Japan’s Cash-for-Clunkers analog has gotten some press here in the US, mainly for the lack of eligible US-made cars that you could trade in your car for; however, a lower-key Canadian program has been keeping Canadian car haulers busy since last year. The Retire Your Ride program put 55,000 cars out to pasture in 2009. That’s roughly proportional on a per-capita basis to the 690,000 cars that the US program retired, but spending only C$300 a car compared to the US$3500 per-car figure that Uncle Sam spent.
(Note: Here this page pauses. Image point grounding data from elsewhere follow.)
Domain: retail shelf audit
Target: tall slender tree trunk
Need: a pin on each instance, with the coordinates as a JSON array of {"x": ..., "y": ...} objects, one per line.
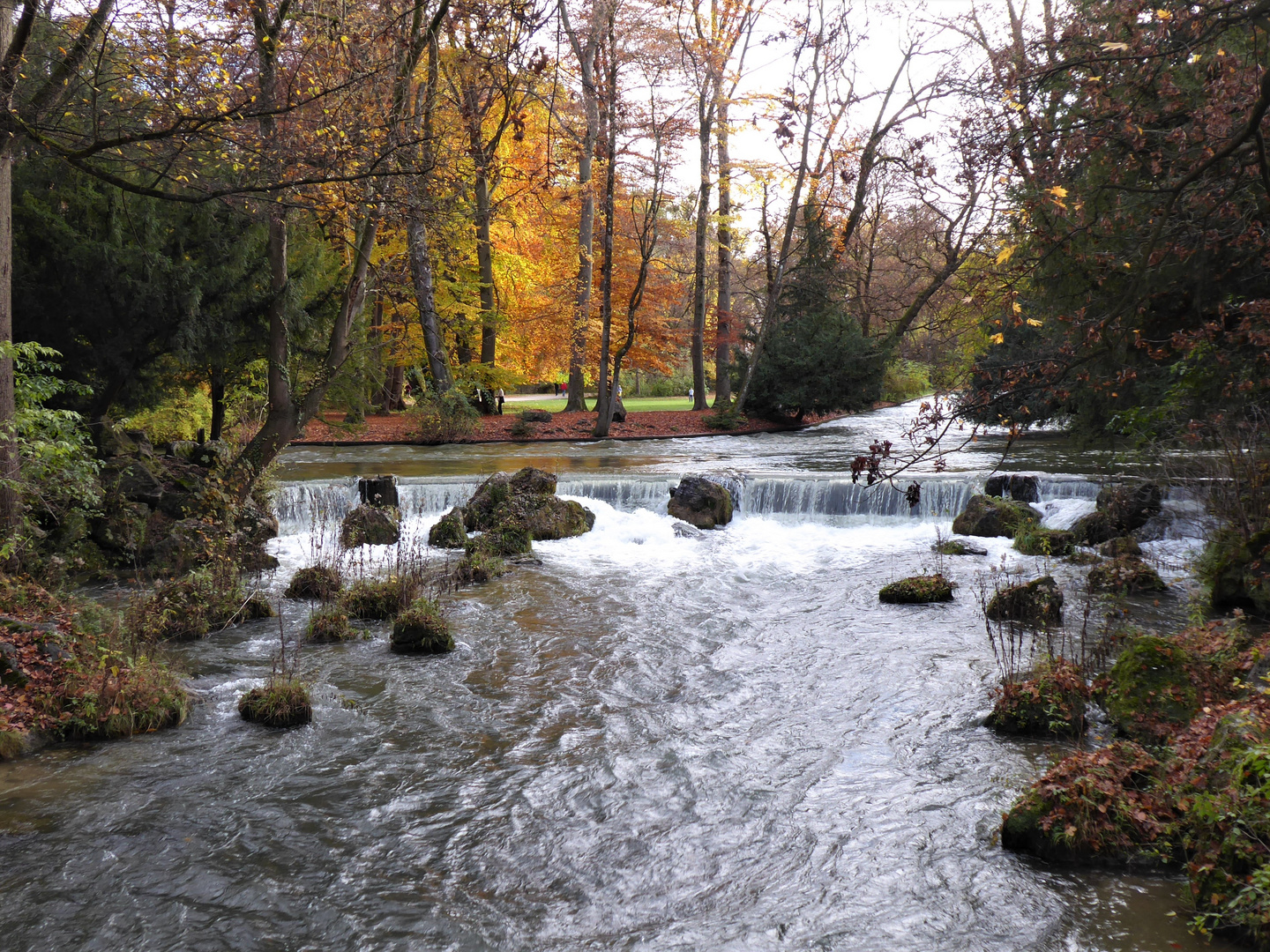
[
  {"x": 698, "y": 271},
  {"x": 9, "y": 461},
  {"x": 605, "y": 398},
  {"x": 723, "y": 308}
]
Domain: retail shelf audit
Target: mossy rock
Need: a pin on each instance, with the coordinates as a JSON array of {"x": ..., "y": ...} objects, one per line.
[
  {"x": 1120, "y": 546},
  {"x": 1127, "y": 576},
  {"x": 1237, "y": 571},
  {"x": 422, "y": 629},
  {"x": 1094, "y": 809},
  {"x": 957, "y": 546},
  {"x": 449, "y": 532},
  {"x": 1048, "y": 704},
  {"x": 1149, "y": 691},
  {"x": 1038, "y": 602},
  {"x": 371, "y": 525},
  {"x": 990, "y": 516},
  {"x": 917, "y": 589},
  {"x": 282, "y": 703},
  {"x": 478, "y": 566},
  {"x": 1093, "y": 530},
  {"x": 319, "y": 582},
  {"x": 374, "y": 599},
  {"x": 1033, "y": 539},
  {"x": 329, "y": 625}
]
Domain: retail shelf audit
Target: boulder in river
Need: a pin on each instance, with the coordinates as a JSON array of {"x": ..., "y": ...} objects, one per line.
[
  {"x": 1038, "y": 602},
  {"x": 1131, "y": 505},
  {"x": 525, "y": 502},
  {"x": 1021, "y": 489},
  {"x": 422, "y": 629},
  {"x": 700, "y": 502},
  {"x": 990, "y": 516},
  {"x": 449, "y": 531},
  {"x": 1127, "y": 576},
  {"x": 917, "y": 589},
  {"x": 378, "y": 490},
  {"x": 370, "y": 525}
]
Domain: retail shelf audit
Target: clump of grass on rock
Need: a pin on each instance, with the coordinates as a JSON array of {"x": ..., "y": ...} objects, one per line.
[
  {"x": 283, "y": 701},
  {"x": 422, "y": 629},
  {"x": 319, "y": 582},
  {"x": 917, "y": 589},
  {"x": 329, "y": 625}
]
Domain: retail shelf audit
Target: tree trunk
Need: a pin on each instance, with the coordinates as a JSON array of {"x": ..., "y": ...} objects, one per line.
[
  {"x": 485, "y": 263},
  {"x": 421, "y": 273},
  {"x": 698, "y": 271},
  {"x": 9, "y": 461},
  {"x": 723, "y": 309},
  {"x": 605, "y": 398},
  {"x": 217, "y": 387}
]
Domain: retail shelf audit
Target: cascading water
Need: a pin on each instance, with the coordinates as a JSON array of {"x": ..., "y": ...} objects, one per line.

The Retire Your Ride program targets cars made in 1995 and older that have been owned for six months and are in working order; those last provisions keep people from buying a hulk from the junkyard and getting a quick $300. Green-friendly options can expand the $300 to larger rebates on bicycles and mopeds ($500 in Ontario and $700 in British Columbia), or a year’s pass on a number of city’s mass transit systems. Some of the major car companies, such as Ford, GM, and Hyundai, are offering generous rebates for RYR donors.
The RYR program will make a dent on the used-car market in Canada, as a lot of affordable cars from the early 90s and back will be unavailable. Teens that might have wanted to get a cheap first car to tinker with will be stuck with a bike or bumming their parent’s cars. It will mean less business for car transporters getting older cars to and from auctions but hulk-haulers will get some extra business from Retire Your Ride.